Are there more recent versions of these microthesauri? (For English and/or translations). I think there are issues with these, some of the issues being:

Or: 10101050000 Murder (deliberate killing which ought to be seen as a common criminal act) in French "Meurtre (assassinat délibéré devant être regardé comme un acte criminel normal)" "normal" is strange here (in French, it can mean "an acceptable behouviour") and could be incorrect; possibly, it should rather be "crime de droit commun" ? (see e.g.: https://www.linguee.com/english-french/search?source=auto&query=common+crime) e.g. "common" = not specialized law (such as the specialized law for e.g. terrorist crimes)

In a single Russian cell, there are two languages and a note saying " (translation missing)" (actually, the translation is not missing): "Опубликование закона или политики, снижающих гарантии свободы веру/мнения Promulgation of law or policy which reduces guarantees for freedom of belief/opinion (translation missing)" (sic)

I saw some details on how to understand some terms in mictheenfinalpdf.pdf but it is not alwasy sufficient, and it is not organised in a way that helps put it in Uwazi or other database.

If there are not (yet) more recent versions, is there a place/process for people to contribute? (given the OpenEvSys github repo is now read only)

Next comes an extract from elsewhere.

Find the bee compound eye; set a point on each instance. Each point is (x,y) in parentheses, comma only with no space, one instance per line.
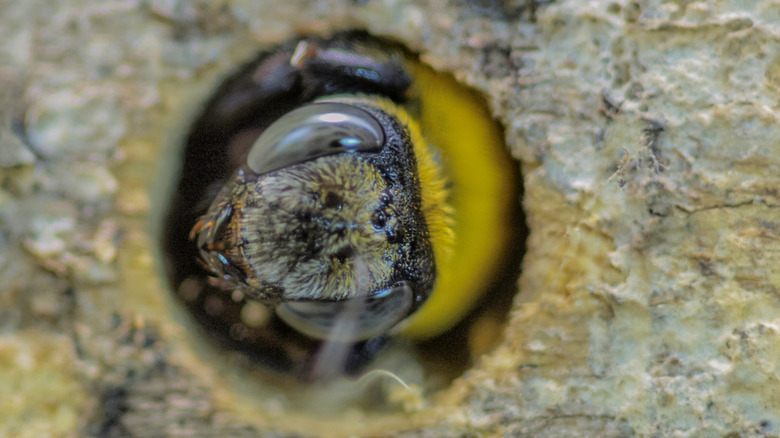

Thank you. Mayeul Kauffmann

mayeulk commented 3 weeks ago

Related question: Are those identical? (except for the number of translations) The GoogleSheets listed at: https://huridocs.org/resource-library/monitoring-and-documenting-human-rights-violations/microthesauri/ The code at: https://github.com/huridocs/OpenEvSys/blob/master/schema/mysql-dbpopulate-mt.sql

mayeulk commented 3 weeks ago

Another issue, seen in GoogleSheet "27-Types of Responses" https://docs.google.com/spreadsheets/d/1cETLZGG9gmdkvCfHlGQVzKBX8pFheLs8-MlzmHm5IQk/edit?gid=0#gid=0 It wrongly states "This is a short list with one level", while https://huridocs.org/wp-content/uploads/2020/12/mictheenfinalpdf.pdf correctly states "This is a hierarchical list with three levels". (The rest of the description on row 1 of the GoogleSheets seems identical to the pdf). From what I can see, some manual conversion and editing has been used to convert the PDF into the various GoogleSheets. Eg in sheet "18-Degrees of Involvement": "THis is a hierarchical list", with a upper-case H in "THis", which indicates re-typing the word (the case in the PDF is correct: "This"). "25-Status as Victim" https://docs.google.com/spreadsheets/d/1QbJGS27Sme3DjLXvfEW0bQsBAkRCr7l7hsDioSXjhYU/edit?gid=0#gid=0 "abou the latest or present status" ("abou" without 't') (mictheenfinalpdf.pdf reads: "about")

Retyping text is inherently prone to errors (as compared to semi-automated conversion with strict quality control steps).

Sometimes, row 1 of a GoogleSheets has the full text of the PDF (description of type), sometimes only a small part of it (e.g. "4-Types of Acts" has one third of the PDF description).

mayeulk commented 3 weeks ago

In sheet "10-Occupations (ILO Categories)" https://docs.google.com/spreadsheets/d/1VgdQeQ_RtZkYvy71-9IOsnWZk74tk7RFR0CdBFErhaI/edit?gid=0#gid=0 many Spanish translations are in the wrong row: cell D206 "Trabajadores voluntarios en cooperativas" seems to be an alternate translation for: cell B227 "Volunteer worker in co-operative" Then, all Spanish translations between D206 and D227 are off by one row (e.g. B213=Other , D214=Otros)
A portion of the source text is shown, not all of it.